Like sands through the hourglass, so are the iPhones the government wants Apple’s help breaking into.
Recently, the FBI said it had paid for a “tool” that broke into the iPhone 5c used by San Bernardino shooter Syed Rizwan Farook. The FBI also said that even though this tool allegedly works on a narrow slice of phones, they’d be happy to help other law enforcement agencies use it to break into locked phones they’ve seized in the course of investigating crimes.
But one phone it can’t crack is an iPhone 5s running iOS 7 that was used by a meth dealer named Jun Feng in a drug case in New York. We’d already heard a little about this case when Magistrate Judge James Orenstein ruled in late February that Apple didn’t have to provide assistance, and the All Writs Act (which was also called into question in the San Bernardino case) wasn’t sufficient for issuing this order.
Of course, that ruling was appealed by the government, and on Friday the government submitted a letter reminding the court that the matter is still open and that the government still needs Apple’s help. The full letter is here:
In re Order Requiring Apple Inc. to Assist in the Execution of a Search Warrant by Kif Leswing
Apple’s next steps
Apple held a conference call with reporters on Friday and its attorneys, speaking on background, said they would continue to fight this appeal. The company isn’t refusing to help the government obtain information, but Apple attorneys emphasized that Apple only wanted to hand over information they had in their possession, on their own servers, such as iCloud backups.
Since Feng’s iPhone 5s is running iOS 7, the information on it isn’t encrypted by default, and Apple does have a method to extract that data without needing to know the locked phone’s passcode. The company has done this in the past, but is now taking a harder stance because it doesn’t feel that the warrant, issued under the All Writs Act, is lawful.
The All Writs Act, which was also at the heart of the San Bernardino case, has been interpreted by the courts as allowing the government to compel third parties (like Apple) to assist law enforcement under a few conditions, one being that the assistance is really necessary. In the New York case, Judge Orenstein apparently didn’t feel the government had made a good enough argument for this, and instead was pursuing a precedent for using the All Writs Act to compel, well, pretty much anything. Orenstein wrote in his ruling, “It is thus clear that the government is relying on the AWA as a source of authority that is legislative in every meaningful way: something that can be cited as a basis for getting the relief it seeks in case after case without any need for adjudication of the particular circumstances of an individual case.”

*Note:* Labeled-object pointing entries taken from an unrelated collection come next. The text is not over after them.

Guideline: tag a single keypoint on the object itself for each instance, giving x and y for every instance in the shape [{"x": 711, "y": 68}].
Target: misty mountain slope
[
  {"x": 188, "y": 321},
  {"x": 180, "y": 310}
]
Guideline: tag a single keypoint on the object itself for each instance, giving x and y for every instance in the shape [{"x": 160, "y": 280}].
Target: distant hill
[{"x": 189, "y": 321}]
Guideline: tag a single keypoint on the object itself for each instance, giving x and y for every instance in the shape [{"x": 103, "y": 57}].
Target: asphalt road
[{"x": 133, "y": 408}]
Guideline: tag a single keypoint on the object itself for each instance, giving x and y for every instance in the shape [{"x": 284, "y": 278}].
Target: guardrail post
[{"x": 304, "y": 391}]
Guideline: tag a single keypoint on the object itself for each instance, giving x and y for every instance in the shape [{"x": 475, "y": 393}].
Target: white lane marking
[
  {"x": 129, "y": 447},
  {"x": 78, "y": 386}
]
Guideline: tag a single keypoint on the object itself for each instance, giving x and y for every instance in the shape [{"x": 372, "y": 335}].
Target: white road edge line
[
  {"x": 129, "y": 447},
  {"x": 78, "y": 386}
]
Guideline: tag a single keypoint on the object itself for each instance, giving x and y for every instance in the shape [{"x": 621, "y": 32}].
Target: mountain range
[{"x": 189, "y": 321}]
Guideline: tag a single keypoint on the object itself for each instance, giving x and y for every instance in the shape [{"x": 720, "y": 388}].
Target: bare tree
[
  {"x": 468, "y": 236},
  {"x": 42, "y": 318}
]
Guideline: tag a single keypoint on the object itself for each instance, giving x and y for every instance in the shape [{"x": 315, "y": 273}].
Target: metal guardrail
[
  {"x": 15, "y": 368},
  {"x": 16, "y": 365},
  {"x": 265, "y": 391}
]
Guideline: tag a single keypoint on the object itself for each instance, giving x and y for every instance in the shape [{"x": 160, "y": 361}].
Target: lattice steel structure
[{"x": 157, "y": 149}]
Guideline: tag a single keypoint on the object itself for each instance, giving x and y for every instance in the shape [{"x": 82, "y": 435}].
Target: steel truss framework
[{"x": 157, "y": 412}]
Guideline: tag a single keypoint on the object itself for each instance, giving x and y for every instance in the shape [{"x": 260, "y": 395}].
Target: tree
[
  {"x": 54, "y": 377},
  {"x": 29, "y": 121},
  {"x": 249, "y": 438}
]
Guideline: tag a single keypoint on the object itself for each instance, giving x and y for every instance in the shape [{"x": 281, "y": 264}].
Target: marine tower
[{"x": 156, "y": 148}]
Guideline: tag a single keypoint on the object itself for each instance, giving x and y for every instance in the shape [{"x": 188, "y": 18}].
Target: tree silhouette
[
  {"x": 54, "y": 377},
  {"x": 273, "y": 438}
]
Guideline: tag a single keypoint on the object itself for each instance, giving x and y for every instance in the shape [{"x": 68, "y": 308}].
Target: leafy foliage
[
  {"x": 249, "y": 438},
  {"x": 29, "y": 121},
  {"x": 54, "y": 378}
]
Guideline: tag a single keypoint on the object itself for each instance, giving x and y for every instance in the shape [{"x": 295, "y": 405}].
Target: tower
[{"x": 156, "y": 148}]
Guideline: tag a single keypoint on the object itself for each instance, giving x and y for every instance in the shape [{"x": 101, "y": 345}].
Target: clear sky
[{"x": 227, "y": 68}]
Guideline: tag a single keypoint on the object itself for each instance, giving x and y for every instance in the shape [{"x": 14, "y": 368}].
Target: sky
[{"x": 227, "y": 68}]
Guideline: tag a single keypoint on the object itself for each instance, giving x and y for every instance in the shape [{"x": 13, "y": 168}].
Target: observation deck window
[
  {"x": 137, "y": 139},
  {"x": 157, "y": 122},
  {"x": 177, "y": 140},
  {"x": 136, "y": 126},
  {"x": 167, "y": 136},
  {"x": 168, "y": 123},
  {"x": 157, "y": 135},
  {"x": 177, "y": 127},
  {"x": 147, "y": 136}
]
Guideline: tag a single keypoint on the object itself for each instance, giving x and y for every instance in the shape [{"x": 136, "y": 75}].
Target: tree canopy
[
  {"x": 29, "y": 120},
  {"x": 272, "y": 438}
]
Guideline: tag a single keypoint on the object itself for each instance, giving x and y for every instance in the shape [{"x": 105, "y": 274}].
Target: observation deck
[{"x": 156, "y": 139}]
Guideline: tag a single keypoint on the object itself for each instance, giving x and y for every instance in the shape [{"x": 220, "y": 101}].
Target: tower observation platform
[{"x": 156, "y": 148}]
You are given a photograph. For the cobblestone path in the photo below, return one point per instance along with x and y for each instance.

In San Bernardino, the government claimed multiple times that only Apple could unlock the phone (the FBI was even asking Apple to rewrite a one-off version of iOS to bypass its security protections), and then suddenly claimed they’d gotten into the phone with another third-party tool and would not be pursuing that case further. According to Apple’s attorneys, the fact that the Department of Justice is still pursuing the New York case—in which the meth dealer in question has already confessed and is due to be sentenced in May—shows that the government didn’t bring the San Bernardino case purely to fight terrorism, and that the government’s goal is certainly bigger than any one phone.
Apple will file a briefing in the New York case next Thursday and eventually there will be a hearing. Apple’s attorneys said that they hope the judge hearing the appear, Judge Margo Brodie, will press the FBI on why Apple’s help is necessary in this case, when it apparently wasn’t for the encrypted phone in the San Bernardino case. Apple says they won’t be suing the government to find out what the solution wound up being in the San Bernardino case, and isn’t interested in that solution becoming public, or in forcing the FBI to reveal its secrets or its methods in court. But it doesn’t seem fair for an assistant U.S. attorney to be able to say, effectively, Apple needs to help us, your honor, please make them, without backing that up with some showing of what’s already been tried.
Long-term, Apple would still like the solution to come from Congress, but its attorneys didn’t yet have an opinion on the “Feinstein Burr bill” that was leaked in a draft version on Thursday, titled the “Compliance with Court Orders Act of 2016” ( PDF), since they hadn’t read it. The negative reaction to that bill by security experts was swift and severe. “This basically outlaws end-to-end encryption,” Joseph Lorenzo Hall, chief technologist at the Center for Democracy and Technology, told Wired. “It’s effectively the most anti-crypto bill of all anti-crypto bills.”